Action: 2nd/3rd Line Rx

Super-Refractory SE

>24h despite anesthetics

Highest Mortality

Figure 1: Duration-Based Classification of Status Epilepticus. This staging system highlights the progressive nature of SE and underscores the importance of timely and escalating interventions as seizure activity persists.

B. Type-Based Classification:

This classification considers the clinical and electrographic features of the seizures:
  • Generalized Convulsive SE (GCSE): Involves tonic-clonic movements.
  • Focal SE:
    • With impaired awareness (e.g., focal dyscognitive SE)
    • Without impaired awareness (e.g., epilepsia partialis continua)
  • Nonconvulsive SE (NCSE): Characterized by altered consciousness and/or behavior with EEG evidence of seizure activity, but without major convulsive movements.

Implications: These classification systems are vital for guiding diagnostic urgency (e.g., need for emergent EEG), selecting and escalating therapies appropriately, predicting patient prognosis, and facilitating enrollment in clinical trials with standardized patient populations.

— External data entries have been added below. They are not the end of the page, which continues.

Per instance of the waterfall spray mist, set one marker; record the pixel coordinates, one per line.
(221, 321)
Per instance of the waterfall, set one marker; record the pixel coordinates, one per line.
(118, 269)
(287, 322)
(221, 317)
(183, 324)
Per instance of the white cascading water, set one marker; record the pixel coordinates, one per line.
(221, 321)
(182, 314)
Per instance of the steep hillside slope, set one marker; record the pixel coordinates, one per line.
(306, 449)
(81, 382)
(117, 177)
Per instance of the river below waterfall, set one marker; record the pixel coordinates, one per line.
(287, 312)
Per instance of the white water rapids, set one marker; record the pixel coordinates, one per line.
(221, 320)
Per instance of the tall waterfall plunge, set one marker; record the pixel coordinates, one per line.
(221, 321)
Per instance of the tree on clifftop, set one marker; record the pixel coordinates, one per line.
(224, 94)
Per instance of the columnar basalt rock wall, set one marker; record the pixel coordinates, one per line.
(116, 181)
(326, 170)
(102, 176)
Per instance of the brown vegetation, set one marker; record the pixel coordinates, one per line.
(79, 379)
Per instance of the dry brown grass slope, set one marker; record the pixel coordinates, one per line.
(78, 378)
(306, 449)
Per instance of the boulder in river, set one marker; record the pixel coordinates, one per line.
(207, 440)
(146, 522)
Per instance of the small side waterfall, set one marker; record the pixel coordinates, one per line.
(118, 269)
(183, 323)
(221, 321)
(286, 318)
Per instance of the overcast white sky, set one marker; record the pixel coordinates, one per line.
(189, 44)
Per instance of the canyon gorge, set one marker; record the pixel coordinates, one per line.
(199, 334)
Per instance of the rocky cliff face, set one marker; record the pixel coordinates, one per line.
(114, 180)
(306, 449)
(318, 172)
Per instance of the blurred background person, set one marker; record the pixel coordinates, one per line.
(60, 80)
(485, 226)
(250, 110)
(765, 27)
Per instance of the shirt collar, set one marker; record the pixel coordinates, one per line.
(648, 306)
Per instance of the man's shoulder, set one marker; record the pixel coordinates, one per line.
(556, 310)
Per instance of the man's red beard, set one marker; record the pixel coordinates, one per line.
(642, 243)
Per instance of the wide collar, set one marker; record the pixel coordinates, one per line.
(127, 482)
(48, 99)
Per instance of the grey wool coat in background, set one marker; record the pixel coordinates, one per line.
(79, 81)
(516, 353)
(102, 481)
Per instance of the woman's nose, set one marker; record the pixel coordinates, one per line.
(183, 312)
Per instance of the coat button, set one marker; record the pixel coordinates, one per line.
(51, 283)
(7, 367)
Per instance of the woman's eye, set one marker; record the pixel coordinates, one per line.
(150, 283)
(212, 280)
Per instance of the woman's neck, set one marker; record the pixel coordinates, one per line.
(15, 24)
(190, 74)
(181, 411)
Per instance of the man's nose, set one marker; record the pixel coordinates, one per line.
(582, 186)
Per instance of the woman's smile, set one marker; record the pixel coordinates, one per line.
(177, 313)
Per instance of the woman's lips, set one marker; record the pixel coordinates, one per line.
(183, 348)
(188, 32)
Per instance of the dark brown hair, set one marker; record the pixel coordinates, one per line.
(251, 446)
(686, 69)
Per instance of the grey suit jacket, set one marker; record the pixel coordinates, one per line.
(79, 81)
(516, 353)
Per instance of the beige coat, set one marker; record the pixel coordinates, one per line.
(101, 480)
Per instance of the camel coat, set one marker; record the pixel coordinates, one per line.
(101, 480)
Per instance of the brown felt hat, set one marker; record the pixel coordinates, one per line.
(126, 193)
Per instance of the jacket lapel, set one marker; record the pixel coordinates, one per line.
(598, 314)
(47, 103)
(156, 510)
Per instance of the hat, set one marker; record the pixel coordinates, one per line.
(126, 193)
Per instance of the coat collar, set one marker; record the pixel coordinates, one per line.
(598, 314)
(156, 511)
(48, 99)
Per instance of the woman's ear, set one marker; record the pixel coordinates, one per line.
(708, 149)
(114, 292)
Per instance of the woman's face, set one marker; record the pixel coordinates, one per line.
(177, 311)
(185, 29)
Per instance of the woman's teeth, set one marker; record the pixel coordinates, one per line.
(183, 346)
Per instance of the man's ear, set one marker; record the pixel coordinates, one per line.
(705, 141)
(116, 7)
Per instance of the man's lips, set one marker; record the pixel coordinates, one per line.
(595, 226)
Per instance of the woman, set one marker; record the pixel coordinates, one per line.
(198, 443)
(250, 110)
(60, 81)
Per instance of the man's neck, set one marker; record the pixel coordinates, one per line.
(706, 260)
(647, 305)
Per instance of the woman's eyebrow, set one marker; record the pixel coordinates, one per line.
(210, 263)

Pearl Icon A shield with an exclamation mark, indicating a clinical pearl. Key Pearl: Recognizing Refractory SE

Early identification of refractory status epilepticus (defined as failure to respond to adequate doses of a benzodiazepine and one subsequent antiepileptic drug) is critical. This recognition should prompt consideration for ICU transfer, continuous EEG monitoring, and the potential initiation of continuous intravenous anesthetic infusions.

References

  1. Glauser T, Shinnar S, Gloss D, et al. Evidence-Based Guideline: Treatment of Convulsive Status Epilepticus in Children and Adults. Epilepsy Currents. 2016;16(1):48–61.
  2. Migdady I, Rosenthal ES, Cock HR. Management of Status Epilepticus: A Narrative Review. Anaesthesia. 2022;77(Suppl 1):78–91.
  3. Epilepsy Foundation Working Group on Status Epilepticus. Treatment of Convulsive Status Epilepticus. JAMA. 1993;270(7):854–859.
  4. Riviello JJ Jr, Ashwal S, Hirtz D, et al. Practice Parameter: Diagnostic Assessment of the Child with Status Epilepticus. Neurology. 2006;67(9):1542–1550.
  5. Brophy GM, Bell R, Claassen J, et al. Guidelines for the Evaluation and Management of Status Epilepticus. Neurocrit Care. 2012;17(1):3–23.
  6. Hirsch LJ, Fong MWK, Leitinger M, et al. ACNS Standardized Critical Care EEG Terminology: 2021 Version. J Clin Neurophysiol. 2021;38(1):1–29.
  7. Leitinger M, Beniczky S, Rohracher A, et al. Salzburg Consensus Criteria for Non-Convulsive Status Epilepticus. Epilepsy Behav. 2015;49:158–163.
  8. Bauer G, Trinka E. Nonconvulsive Status Epilepticus and Coma. Epilepsia. 2010;51(Suppl 3):177–190.
  9. Rossetti AO, Schindler K, Sutter R, et al. Continuous vs Routine EEG in Critically Ill Adults with Altered Consciousness. JAMA Neurol. 2020;77(10):1225–1233.